Repository files navigation

IndianPines Dataset

IndianPine Site3 dataset taken by AVIRIS, an aerial imaging camera equipped with a high-resolution sensor, can be read by scikit-learn.

module install

pip install git+https://github.com/helmenov/IndianPines

provides

  • Readme.md : This document self
  • setup.py : Script required for installing the package by pip
  • __init__.py : constructor for the provided modules
  • dataset.py : Main module includes two function load and make_dataset
  • example.py: sample code
  • resource/
    • IndianPines.rst: Description for dataset
    • LabelsFromTIF.rst: Description for Original Ground Truth
    • LabelsFromMAT.rst: Description for GIC Ground Truth
    • ReduceWaterAbsorption.rst: Description for Reducing Water Absorption Channels
    • recategorize_rules/
      • recategorize17to10.csv: recategorize_rule example. which recategorize original 17 categories to 10 categories.

usage

import IndianPines as pines

see example

IndianPines.load

load(
  pca = 0,
  include_background = True,
  recategorize_rule = None,
  exclude_WaterAbsorptionChannels = True,
)

Inputs

  • pca : Parameter for PCA (default: 0)

    • pca == 0: No analized
    • 0 < pca < 1 (float): contribution ratio
    • pca >= 1 (int): number of dimensions after compression
    • pca < 0 : No compression but analyzed PCs
    • it effects the bunch shape (if >0, ($145 * 145$, $220$)->($145 * 145$, #_of_features))
  • include_background : whether the background (un-registered) samples are included in the Bunch or not. (default: True)

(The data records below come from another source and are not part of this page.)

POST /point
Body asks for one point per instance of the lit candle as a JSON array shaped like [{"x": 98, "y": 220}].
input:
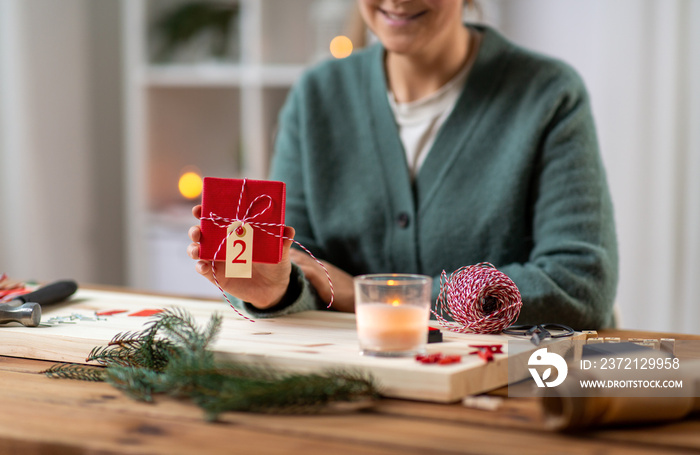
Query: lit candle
[
  {"x": 389, "y": 328},
  {"x": 392, "y": 313}
]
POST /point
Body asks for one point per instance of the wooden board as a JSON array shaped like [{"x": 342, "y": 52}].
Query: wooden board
[{"x": 309, "y": 341}]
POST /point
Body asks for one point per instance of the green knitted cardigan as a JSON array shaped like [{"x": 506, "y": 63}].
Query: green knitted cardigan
[{"x": 514, "y": 178}]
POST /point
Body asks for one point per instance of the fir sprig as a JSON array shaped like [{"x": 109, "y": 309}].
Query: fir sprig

    • it effects the bunch shape (if False, ($145 * 145$, $220$)->(#_of_samples, $220$))
  • recategorize_rule : (default: None)

    • original data is categorized 16-category and background. But some categories are very few counted. Therefore you can reserve Transform Table as following format, and set it in this option.

    if you recategorize in following new categories

    BackGround Alfalfa Corn Grass Hay-windrowed Soybeans Wheat Woods Bldg-Grass-Tree-Drives Stone-steel towers
    #ffffff #ff0088 #0000ff #007f7f #a2b5cd #da70d6 #ffa500 #884428 #00ff00 #ffff00

    in following transform rule

    original 0 1 2 3 4 5 6 7 8 9 10 11 12 13 14 15 16
    recategorized 0 1 2 2 2 3 3 0 4 0 5 5 5 6 7 8 9

    , you should write following CSV file.

    BackGround,Alfalfa,Corn,Grass,Hay-windrowed,Soybeans,Wheat,Woods,Bldg-Grass-Tree-Drives,Stone-steel towers
    #ffffff,#ff0088,#0000ff,#007f7f,#a2b5cd,#da70d6,#ffa500,#884428,#00ff00,#ffff00
    0,1,2,2,2,3,3,0,4,0,5,5,5,6,7,8,9
    
  • exclude_WaterAbsorptionChannels: (default: True)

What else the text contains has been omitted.